If the TCP program supports setting marks (SO_MARK
), use it for egress to
prevent processing traffic that is not from the TCP program. For client, this
allows traffic to a different IP address with the same TCP port. For server,
this prevents sending packet to BPF program if the interface has multiple IP
addresses assigned and if the TCP program doesn't bind to all of them.
- Client & Server:
tc filter add dev "${IFACE}" egress handle 2 fw action goto chain 1
Be warned that SO_MARK
can't be used for ingress as the system doesn't expect
incoming UDP packets. Therefore, all incoming packets from the interface with
matching port will be sent to the BPF program.
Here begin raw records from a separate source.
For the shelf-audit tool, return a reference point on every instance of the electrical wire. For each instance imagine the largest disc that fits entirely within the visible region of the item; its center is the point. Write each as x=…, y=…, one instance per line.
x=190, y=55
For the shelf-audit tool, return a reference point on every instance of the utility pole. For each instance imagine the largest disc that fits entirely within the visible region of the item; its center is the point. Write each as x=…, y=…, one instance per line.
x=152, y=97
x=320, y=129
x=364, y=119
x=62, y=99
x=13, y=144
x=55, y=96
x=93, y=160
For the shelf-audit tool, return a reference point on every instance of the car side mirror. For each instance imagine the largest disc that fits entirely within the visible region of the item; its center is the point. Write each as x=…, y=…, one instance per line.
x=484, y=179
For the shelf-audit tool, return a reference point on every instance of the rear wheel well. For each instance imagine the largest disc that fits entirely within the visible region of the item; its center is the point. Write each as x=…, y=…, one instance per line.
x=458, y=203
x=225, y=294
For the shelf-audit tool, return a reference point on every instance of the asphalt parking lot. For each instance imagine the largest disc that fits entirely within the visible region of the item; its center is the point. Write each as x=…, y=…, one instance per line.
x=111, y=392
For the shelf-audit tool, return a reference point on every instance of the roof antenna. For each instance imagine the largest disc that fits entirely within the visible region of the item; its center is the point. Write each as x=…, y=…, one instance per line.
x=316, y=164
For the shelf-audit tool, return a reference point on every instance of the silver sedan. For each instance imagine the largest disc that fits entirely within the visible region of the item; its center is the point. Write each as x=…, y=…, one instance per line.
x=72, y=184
To decrease the chance of this
happening, you're recommended to use ports that are outside the ephemeral port
range set on net.ipv4.ip_local_port_range
(default: 32768-60999). This option
applies to IPv6 too.
Generic Segmentation Offload (GSO) and Generic Receive Offload (GRO) cannot be
used for this traffic, because each UDP packet will carry a part of the TCP
headers as part of the data. This part of the data is specific to one packet,
therefore, it cannot be merged with the next data. UDP GRO is only done on
demand, e.g. when the userspace asks it (setsockopt(IPPROTO_UDP, UDP_GRO)
) or
for some in-kernel tunnels, so GRO doesn't need to be disabled. To disable GSO:
ip link set ${IFACE} gso_max_segs 0
Note: to get some stats, in egress, it is possible to use:
tc -s action show action csum
tc -s -j action show action csum | jq
It might be interesting to monitor the tracing ring buffer for warnings and other messages generated by the eBPF program:
cat /sys/kernel/debug/tracing/trace_pipe
To stop the eBPF program:
tc filter del dev "${IFACE}" egress
tc filter del dev "${IFACE}" ingress
Because the packets will be in UDP and not TCP, any MSS clamping will have no effects here. It is important to avoid IP fragmentation. In other words, it might be required to adapt the MTU (or the MSS).